Di bawah bekas rezim militer, perampasan tanah menjadi praktik umum dan sulit untuk dibantah. Pemerintahan terutama militer bisa memanfaatkan lahan pertanian dalam skala besar dan umumnya tidak memberi ganti rugi terhadap kaum tani kecil. Selain untuk membangun pangkalan militer, kantor pemerintahan, tujuan komersial oleh militer, perampasan tanah tersebut juga digunakan untuk proyek infrastruktur dan dijual kepada swasta. Kendati rakyat protes, militer mengabaikannya. Bahkan militer tidak segan-segan menggunakan senjata untuk “mematikan” protes dan perlawanan rakyat Myanmar itu.

Departemen Pertanian Myanmar pada Januari 2010 melaporkan, sekitar 216 perusahaan menguasai sekitar 1,75 juta hektare lahan. Dari jumlah tersebut 708.200 hektare merupakan konsesi. Sebagian konsesi ini terjadi di daerah-daerah perbatasan dengan Tiongkok yang merupakan bagian dari negara bagian Kachin dan Shan. Juga di sepanjang perbatasan dengan Thailand di negara bagian Karen dan Mon. Militer menancapkan kekuasaannya di wilayah-wilayah ini terutama karena acap mendapat perlawanan dari Kachin Independent Army serta Shan Independent  Army. Kachin disebut daerah yang kaya akan batu mulia dan sumber mineral.

Sejak 1990-an
Beberapa lembaga hak asasi manusia seperti HRW, Karen Human Rights Group (KHRG), the Shan Human Rights Foundation (SHRF), the Human Rights Foundation of Monland (HURFOM), and Earth Rights International (ERI) mendokumentasikan perampasan tanah sejak 1990-an. Seperti di wilayah-wilayah lainnya, perampasan tanah di negara bagian Rakhine juga meningkat pesat. Perampasan tanah warga Rohingya itu sebagian besar digunakan untuk proyek infrastruktur, agribisnis, pariwisata, fasilitas industri dan jaringan pipa gas.

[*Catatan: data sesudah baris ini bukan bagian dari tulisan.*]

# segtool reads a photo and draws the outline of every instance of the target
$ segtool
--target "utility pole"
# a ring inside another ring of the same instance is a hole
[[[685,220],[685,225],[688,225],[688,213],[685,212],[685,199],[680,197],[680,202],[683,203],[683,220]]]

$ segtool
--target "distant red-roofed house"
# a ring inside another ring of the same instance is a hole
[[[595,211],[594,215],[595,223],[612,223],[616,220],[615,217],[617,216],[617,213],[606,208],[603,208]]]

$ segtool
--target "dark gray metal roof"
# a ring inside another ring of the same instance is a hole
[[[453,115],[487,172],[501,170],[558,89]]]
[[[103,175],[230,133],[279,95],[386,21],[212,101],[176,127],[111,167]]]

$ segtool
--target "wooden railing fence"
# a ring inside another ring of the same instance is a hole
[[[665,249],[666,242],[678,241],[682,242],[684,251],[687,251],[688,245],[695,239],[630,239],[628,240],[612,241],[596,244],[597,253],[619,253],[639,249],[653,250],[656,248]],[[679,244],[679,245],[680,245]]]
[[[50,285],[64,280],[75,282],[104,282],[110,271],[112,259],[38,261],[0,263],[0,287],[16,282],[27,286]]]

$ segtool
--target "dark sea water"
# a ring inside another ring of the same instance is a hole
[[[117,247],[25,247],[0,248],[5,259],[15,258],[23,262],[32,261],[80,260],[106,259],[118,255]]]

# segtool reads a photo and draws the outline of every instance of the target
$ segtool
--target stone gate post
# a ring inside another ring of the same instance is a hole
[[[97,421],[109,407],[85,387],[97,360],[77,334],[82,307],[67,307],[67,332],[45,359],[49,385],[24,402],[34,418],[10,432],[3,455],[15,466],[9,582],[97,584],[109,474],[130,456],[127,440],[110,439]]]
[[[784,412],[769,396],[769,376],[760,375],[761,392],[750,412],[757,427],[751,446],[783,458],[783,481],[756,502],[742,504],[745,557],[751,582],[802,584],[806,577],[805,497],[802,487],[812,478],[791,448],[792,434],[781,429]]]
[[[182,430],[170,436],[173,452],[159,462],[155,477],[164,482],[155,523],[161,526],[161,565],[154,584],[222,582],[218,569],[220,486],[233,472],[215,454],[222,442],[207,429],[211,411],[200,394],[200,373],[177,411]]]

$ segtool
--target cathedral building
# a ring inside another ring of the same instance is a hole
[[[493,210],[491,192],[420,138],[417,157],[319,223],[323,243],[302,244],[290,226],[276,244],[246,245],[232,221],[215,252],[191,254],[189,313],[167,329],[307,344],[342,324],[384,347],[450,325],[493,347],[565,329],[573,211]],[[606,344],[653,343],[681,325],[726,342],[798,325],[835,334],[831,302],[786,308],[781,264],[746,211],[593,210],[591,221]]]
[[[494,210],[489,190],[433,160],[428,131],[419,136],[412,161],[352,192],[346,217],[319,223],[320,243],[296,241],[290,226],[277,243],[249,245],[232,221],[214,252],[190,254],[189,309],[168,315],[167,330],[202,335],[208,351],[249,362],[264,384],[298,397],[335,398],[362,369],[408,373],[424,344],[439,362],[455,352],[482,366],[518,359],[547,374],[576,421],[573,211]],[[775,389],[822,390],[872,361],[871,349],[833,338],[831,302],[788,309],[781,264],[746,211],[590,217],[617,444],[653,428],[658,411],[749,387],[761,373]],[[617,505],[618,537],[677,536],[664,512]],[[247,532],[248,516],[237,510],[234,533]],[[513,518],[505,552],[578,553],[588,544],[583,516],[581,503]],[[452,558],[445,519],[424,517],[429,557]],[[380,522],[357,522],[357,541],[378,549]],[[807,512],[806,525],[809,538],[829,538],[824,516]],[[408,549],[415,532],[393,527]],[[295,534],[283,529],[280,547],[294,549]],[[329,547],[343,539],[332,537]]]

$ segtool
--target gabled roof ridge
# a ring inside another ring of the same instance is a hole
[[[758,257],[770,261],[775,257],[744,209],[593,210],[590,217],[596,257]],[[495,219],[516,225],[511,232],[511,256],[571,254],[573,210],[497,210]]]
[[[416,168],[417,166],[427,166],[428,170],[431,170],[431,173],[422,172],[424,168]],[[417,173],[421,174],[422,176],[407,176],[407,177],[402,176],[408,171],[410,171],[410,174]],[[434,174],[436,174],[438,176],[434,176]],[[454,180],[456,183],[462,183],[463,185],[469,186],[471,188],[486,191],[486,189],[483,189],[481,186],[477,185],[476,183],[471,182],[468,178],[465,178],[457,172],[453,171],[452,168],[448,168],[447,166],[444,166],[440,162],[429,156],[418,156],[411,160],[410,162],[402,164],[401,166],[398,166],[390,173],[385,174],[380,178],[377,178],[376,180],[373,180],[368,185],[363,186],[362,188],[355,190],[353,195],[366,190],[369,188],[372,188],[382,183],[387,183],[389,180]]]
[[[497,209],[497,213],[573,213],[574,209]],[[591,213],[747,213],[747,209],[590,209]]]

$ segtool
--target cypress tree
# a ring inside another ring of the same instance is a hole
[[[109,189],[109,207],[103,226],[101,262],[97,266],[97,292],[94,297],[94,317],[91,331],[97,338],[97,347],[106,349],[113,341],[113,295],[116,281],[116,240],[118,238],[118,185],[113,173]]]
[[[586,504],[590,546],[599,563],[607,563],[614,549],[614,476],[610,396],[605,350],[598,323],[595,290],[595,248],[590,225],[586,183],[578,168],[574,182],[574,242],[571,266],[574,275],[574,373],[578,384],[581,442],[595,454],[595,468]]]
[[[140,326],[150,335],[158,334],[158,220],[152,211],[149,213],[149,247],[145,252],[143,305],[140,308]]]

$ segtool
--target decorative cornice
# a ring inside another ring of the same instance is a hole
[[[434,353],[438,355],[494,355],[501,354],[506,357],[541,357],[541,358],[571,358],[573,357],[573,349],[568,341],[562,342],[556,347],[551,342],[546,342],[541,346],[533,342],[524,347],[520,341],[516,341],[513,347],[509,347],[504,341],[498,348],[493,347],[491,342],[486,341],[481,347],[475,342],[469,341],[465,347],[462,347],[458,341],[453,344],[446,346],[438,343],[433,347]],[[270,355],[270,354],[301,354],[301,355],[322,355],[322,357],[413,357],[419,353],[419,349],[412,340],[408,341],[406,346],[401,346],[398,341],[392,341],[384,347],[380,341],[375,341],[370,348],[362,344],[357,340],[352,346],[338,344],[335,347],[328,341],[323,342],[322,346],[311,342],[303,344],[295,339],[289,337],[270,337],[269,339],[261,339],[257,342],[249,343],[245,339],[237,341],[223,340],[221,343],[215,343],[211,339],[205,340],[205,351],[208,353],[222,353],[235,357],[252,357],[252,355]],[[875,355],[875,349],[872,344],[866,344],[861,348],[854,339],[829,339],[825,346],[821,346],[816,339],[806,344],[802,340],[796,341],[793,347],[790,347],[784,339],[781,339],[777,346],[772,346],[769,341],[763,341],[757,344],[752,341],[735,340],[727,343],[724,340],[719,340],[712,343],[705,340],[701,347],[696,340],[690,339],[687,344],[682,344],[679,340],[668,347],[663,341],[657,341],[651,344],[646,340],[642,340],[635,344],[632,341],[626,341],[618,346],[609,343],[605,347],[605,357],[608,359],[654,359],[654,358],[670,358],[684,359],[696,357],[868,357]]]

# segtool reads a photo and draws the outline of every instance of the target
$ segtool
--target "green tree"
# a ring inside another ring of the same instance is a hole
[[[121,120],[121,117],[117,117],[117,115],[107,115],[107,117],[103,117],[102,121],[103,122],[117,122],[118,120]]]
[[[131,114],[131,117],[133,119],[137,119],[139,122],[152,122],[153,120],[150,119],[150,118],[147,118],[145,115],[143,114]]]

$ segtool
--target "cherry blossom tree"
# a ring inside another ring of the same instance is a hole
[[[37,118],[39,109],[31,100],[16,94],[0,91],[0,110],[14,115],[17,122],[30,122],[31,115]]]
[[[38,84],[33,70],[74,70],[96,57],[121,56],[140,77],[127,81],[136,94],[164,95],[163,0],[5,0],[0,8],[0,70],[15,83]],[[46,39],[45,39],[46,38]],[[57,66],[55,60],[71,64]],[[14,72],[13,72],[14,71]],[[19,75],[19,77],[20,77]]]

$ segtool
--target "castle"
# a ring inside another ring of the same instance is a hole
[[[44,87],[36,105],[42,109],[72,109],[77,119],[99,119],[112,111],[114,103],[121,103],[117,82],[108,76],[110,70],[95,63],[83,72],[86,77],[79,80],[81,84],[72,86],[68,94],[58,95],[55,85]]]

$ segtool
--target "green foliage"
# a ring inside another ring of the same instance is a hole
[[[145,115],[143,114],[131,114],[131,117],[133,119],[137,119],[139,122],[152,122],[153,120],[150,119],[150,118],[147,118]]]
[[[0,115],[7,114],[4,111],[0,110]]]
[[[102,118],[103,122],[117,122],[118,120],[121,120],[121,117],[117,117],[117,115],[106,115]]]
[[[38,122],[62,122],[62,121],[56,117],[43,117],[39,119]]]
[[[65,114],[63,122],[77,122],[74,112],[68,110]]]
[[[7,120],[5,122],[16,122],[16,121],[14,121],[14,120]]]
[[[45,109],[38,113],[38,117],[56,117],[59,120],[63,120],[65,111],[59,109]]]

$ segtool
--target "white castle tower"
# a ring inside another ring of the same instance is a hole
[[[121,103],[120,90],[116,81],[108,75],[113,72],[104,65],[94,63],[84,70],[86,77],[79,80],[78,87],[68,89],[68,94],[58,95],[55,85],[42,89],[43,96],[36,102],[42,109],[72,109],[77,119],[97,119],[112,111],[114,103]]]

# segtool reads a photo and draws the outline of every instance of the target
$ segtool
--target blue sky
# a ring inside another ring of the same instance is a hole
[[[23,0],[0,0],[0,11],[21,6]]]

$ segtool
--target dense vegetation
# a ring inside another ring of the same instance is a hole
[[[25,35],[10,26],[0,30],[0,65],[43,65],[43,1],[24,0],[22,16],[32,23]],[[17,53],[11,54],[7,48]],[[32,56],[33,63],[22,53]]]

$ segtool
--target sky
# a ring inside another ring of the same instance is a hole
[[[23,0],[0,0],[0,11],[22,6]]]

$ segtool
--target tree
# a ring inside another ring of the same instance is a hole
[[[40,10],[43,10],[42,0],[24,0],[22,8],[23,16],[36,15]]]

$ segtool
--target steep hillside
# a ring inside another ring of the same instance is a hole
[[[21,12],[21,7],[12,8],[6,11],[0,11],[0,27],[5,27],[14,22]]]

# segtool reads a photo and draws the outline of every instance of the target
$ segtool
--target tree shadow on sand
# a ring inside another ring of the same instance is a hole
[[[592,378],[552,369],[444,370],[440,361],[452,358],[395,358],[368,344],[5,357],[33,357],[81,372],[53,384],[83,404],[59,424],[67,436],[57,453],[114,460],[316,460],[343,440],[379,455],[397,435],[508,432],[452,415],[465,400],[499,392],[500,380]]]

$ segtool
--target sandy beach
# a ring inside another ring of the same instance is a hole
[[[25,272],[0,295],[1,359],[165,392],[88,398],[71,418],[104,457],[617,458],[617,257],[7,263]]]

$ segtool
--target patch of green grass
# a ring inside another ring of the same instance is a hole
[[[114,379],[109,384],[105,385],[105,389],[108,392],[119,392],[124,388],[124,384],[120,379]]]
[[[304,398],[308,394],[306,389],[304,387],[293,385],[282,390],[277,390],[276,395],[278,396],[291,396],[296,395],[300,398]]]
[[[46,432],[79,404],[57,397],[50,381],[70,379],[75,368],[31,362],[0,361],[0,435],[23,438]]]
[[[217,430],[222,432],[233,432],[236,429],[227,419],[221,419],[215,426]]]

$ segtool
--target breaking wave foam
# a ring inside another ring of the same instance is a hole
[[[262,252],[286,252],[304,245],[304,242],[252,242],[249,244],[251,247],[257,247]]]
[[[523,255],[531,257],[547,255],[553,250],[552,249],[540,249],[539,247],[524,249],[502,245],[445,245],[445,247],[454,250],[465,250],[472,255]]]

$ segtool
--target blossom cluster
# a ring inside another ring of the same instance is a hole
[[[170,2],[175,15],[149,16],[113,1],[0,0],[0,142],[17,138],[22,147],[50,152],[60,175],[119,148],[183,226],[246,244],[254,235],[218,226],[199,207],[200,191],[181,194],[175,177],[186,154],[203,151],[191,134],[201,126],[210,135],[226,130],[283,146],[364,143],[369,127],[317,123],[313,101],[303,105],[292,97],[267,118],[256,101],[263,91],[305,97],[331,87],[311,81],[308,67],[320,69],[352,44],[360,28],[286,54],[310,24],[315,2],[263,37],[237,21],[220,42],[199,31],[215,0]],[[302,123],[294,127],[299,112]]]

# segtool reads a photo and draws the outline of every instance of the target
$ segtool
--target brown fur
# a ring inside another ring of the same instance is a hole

Jaringan pipa gas di wilayah itu mulai beroperasi sejak Juli 2013 yang menghubungkan Kyauk Phyu ke perbatasan Tiongkok sepanjang 803 kilometer dengan kapasitas 193,6 juta kubik kaki per hari. Sementara untuk pipa minyak mulai beroperasi sejak 1 Desember 2013 dengan kapasitas 400 ribu barrel per hari. Pengelola jaringan pipa gas ini adalah konsorsium dengan komposisi kepemilikan saham 50,9 persen CNPC (Tiongkok), 25,04 persen Daewoo International (Korea), 8,35 persen ONGC (India), 7,37 persen MOGE (Myanmar), 4,17 persen GAIL (India) dan 4,17 persen investor swasta lainnya.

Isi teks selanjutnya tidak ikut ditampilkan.